Typically you will not find a biotech stock in the WAM stable due to the binary nature of the businesses. One exception to this is Sirtex Medical (SRX). Why is the team more confident about SRX? Unlike most biotechs SRX is profitable. The catalyst driving Stott’s investment decision was the sharp drop in the share price in March with the team believing it was oversold.
Sebastian Evans and the NAOS process
Sebastian Evans is the CEO and chief investment officer of Sydney based funds management company NAOS Asset Management who operate two LICs. Both the NAOS Emerging Opportunities Company (NCC) and the NAOS Absolute Opportunities Company (NAC) have a micro to small cap focus.
The NCC portfolio is a highly concentrated portfolio with the ability to short sell but historically has been predominantly long with the exception of short selling some mining services companies.
For an introduction to the small cap investors here is Evans detailing the background and investment philosophy of NAOS and their two LICs and the benefit of the closed-ended structure for the manager, their investors and the companies they invest in.
Bailador’s unique opportunity
Last week Australian IT company Atlassian made headlines with its intention to list in the US. It highlighted the opportunity out there for Australian investors, although this opportunity is out of reach for most SMSFs.

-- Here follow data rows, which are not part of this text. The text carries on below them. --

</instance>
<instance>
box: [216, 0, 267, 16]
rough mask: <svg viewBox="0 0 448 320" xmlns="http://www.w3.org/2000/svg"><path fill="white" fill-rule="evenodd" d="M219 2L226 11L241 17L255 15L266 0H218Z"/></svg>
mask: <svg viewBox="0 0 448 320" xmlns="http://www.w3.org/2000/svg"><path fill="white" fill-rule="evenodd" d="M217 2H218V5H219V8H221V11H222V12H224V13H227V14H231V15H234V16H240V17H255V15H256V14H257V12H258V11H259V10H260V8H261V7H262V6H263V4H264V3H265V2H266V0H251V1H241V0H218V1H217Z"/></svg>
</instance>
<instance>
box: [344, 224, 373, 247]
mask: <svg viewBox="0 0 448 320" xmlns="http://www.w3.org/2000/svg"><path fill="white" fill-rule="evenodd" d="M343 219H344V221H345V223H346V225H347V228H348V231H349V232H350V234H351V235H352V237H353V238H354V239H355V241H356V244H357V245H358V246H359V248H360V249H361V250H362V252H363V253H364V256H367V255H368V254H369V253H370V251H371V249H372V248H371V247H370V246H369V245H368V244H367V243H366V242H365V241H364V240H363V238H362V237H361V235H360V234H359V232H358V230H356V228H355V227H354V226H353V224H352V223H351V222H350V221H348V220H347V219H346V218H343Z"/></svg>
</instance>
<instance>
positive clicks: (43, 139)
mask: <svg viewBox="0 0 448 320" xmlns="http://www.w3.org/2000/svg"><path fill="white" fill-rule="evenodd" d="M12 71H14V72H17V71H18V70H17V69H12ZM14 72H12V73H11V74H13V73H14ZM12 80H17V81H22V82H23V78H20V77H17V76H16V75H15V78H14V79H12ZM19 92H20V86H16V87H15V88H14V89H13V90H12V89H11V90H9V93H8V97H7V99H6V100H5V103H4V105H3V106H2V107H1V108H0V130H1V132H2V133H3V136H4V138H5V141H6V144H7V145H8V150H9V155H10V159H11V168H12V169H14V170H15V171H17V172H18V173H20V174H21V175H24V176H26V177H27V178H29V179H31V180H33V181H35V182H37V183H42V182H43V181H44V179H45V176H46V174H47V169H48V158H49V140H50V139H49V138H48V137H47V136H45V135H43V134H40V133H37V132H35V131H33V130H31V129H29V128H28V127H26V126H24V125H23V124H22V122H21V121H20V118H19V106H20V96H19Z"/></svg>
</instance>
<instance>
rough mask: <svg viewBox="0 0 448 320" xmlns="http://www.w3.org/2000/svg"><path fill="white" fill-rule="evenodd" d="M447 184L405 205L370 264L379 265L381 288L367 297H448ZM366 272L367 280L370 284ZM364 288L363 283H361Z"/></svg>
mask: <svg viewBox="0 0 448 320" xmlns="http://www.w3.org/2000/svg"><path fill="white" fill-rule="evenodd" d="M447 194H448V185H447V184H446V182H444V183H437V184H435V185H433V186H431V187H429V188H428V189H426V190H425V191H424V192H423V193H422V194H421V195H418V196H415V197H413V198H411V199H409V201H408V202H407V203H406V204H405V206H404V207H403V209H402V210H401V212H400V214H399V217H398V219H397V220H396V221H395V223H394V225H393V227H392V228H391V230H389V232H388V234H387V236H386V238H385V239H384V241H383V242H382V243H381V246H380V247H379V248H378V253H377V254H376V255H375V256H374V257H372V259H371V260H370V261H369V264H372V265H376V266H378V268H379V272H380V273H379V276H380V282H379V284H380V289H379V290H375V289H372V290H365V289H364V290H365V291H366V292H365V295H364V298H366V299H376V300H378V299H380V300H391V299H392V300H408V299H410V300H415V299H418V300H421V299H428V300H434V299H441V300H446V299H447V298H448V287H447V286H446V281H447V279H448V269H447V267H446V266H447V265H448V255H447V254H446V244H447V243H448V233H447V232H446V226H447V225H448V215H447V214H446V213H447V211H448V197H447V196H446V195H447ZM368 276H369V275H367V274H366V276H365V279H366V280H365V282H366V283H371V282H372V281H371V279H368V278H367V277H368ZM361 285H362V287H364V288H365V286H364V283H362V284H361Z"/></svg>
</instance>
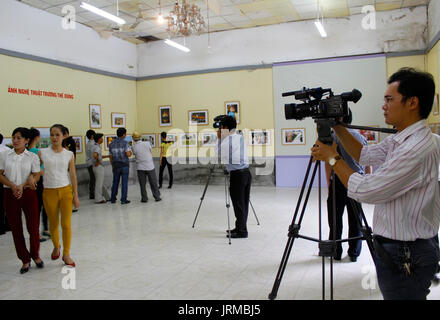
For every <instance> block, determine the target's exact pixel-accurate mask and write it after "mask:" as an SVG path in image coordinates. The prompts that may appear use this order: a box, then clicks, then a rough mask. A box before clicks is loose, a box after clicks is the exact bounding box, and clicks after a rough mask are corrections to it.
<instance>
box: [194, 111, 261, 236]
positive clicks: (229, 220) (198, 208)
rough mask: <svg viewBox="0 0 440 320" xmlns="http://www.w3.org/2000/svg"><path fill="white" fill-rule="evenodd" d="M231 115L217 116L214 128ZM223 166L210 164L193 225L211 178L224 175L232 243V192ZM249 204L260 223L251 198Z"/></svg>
mask: <svg viewBox="0 0 440 320" xmlns="http://www.w3.org/2000/svg"><path fill="white" fill-rule="evenodd" d="M230 117H231V116H228V115H219V116H217V117H215V118H214V124H213V127H214V129H220V127H221V126H222V124H224V121H228V118H230ZM220 162H221V161H220ZM222 167H223V165H220V166H219V165H217V167H216V164H212V165H210V166H209V175H208V178H207V180H206V184H205V189H204V190H203V193H202V197H201V198H200V204H199V207H198V209H197V213H196V216H195V217H194V222H193V225H192V227H193V228H194V226H195V224H196V220H197V217H198V216H199V212H200V208H201V206H202V202H203V200H204V199H205V195H206V191H207V190H208V186H209V183H210V181H211V178H212V177H213V176H215V175H217V176H219V175H220V176H224V178H225V179H224V181H225V206H226V216H227V218H228V229H227V235H228V239H229V244H231V225H230V219H229V208H230V206H231V204H230V202H231V201H230V194H229V181H228V177H229V172H228V171H227V170H226V168H222ZM249 204H250V206H251V208H252V211H253V212H254V216H255V219H256V220H257V224H258V225H260V221H258V217H257V214H256V213H255V209H254V206H253V205H252V202H251V200H249Z"/></svg>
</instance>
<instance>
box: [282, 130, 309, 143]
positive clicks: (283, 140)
mask: <svg viewBox="0 0 440 320" xmlns="http://www.w3.org/2000/svg"><path fill="white" fill-rule="evenodd" d="M281 144H282V145H286V146H292V145H303V144H306V129H305V128H288V129H281Z"/></svg>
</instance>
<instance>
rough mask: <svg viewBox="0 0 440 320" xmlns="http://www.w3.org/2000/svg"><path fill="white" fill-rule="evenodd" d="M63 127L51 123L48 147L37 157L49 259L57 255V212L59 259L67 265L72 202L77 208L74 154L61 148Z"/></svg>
mask: <svg viewBox="0 0 440 320" xmlns="http://www.w3.org/2000/svg"><path fill="white" fill-rule="evenodd" d="M64 128H65V127H64V126H63V125H61V124H54V125H53V126H52V127H51V128H50V140H51V142H52V145H51V146H50V148H47V149H41V150H40V152H39V156H40V159H41V161H42V163H43V166H44V183H43V184H44V191H43V203H44V208H45V209H46V213H47V217H48V218H49V230H50V234H51V237H52V243H53V245H54V249H53V251H52V255H51V258H52V260H57V259H58V258H59V257H60V254H61V246H60V236H59V224H60V212H61V229H62V237H63V247H64V248H63V257H62V260H63V261H64V263H65V264H66V265H68V266H71V267H75V262H73V260H72V258H71V257H70V245H71V240H72V227H71V218H72V203H73V204H74V205H75V207H77V208H79V199H78V183H77V178H76V169H75V157H74V155H73V153H72V152H71V151H68V150H66V149H65V148H63V145H62V142H63V132H64V131H65V130H64Z"/></svg>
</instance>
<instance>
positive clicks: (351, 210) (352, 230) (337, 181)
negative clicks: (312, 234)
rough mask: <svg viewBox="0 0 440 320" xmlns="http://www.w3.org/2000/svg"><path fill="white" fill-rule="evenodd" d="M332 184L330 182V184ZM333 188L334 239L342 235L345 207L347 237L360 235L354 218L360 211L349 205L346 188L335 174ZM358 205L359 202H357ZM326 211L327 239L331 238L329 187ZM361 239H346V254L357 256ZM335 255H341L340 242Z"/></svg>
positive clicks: (330, 213) (331, 209)
mask: <svg viewBox="0 0 440 320" xmlns="http://www.w3.org/2000/svg"><path fill="white" fill-rule="evenodd" d="M331 185H332V184H330V186H331ZM335 190H336V192H335V193H336V240H340V239H341V237H342V215H343V214H344V209H345V207H347V213H348V217H347V218H348V237H349V238H354V237H359V236H361V235H362V233H361V228H360V225H359V223H358V220H357V219H356V214H358V216H359V220H360V219H361V217H360V212H358V213H356V211H355V209H354V208H353V207H352V206H351V203H350V200H349V199H350V198H349V197H348V196H347V189H346V188H345V186H344V185H343V184H342V182H341V180H339V178H338V176H336V175H335ZM359 205H360V204H359ZM361 208H362V207H361ZM327 213H328V224H329V227H330V232H329V240H333V190H332V189H331V187H330V191H329V196H328V198H327ZM361 248H362V240H360V239H359V240H350V241H348V255H349V256H350V257H358V256H359V255H360V254H361ZM336 254H337V256H341V255H342V244H341V243H340V242H338V243H337V249H336Z"/></svg>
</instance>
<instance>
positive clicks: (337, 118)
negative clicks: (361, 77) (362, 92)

Last year David Kirk and Paul Wilson listed Bailador Investment Technology (BTI). This is an LIC with the specific purpose of investing in unlisted IT businesses in the growth phase – that is, companies that are already operational. BTI does not fund ideas in the startup phase but gives investors the opportunity to invest in companies that are already profitable and looking to grow. Kirk and Wilson take a proactive approach with the companies they invest in and offer their services to help these businesses grow.
BTI’s largest holding is a cloud-based hotel booking system called SiteMinder which makes up 36.8 per cent of the portfolio. Below Kirk talks about SiteMinder's growth potential, which attracted him to the business. He also discusses Standard Media Index which is 8.1 per cent of the portfolio.
Currently BTI is trading at a 17 per cent discount to the last reported NTA. Kirk admitted initially the team was a lot more focused on getting the portfolio set up and had dropped the ball on shareholder engagement and sharing the BTI story with the market. They are now proactively addressing this. Of course performance of the underlying investments will go a long way to help close the gap.
Additionally the underlying companies are valued once when the investment is initially made and then again when other investors buy into the businesses later. This will lead to lumpier increases and decreases in portfolio value than other LICs which may make some investors wary.
Disclosure: Eureka Report and Clime have a formal association with Stocks In Value. Mitchell Sneddon was a Clime employee until June 30 this year, he now works full time at Eureka Report.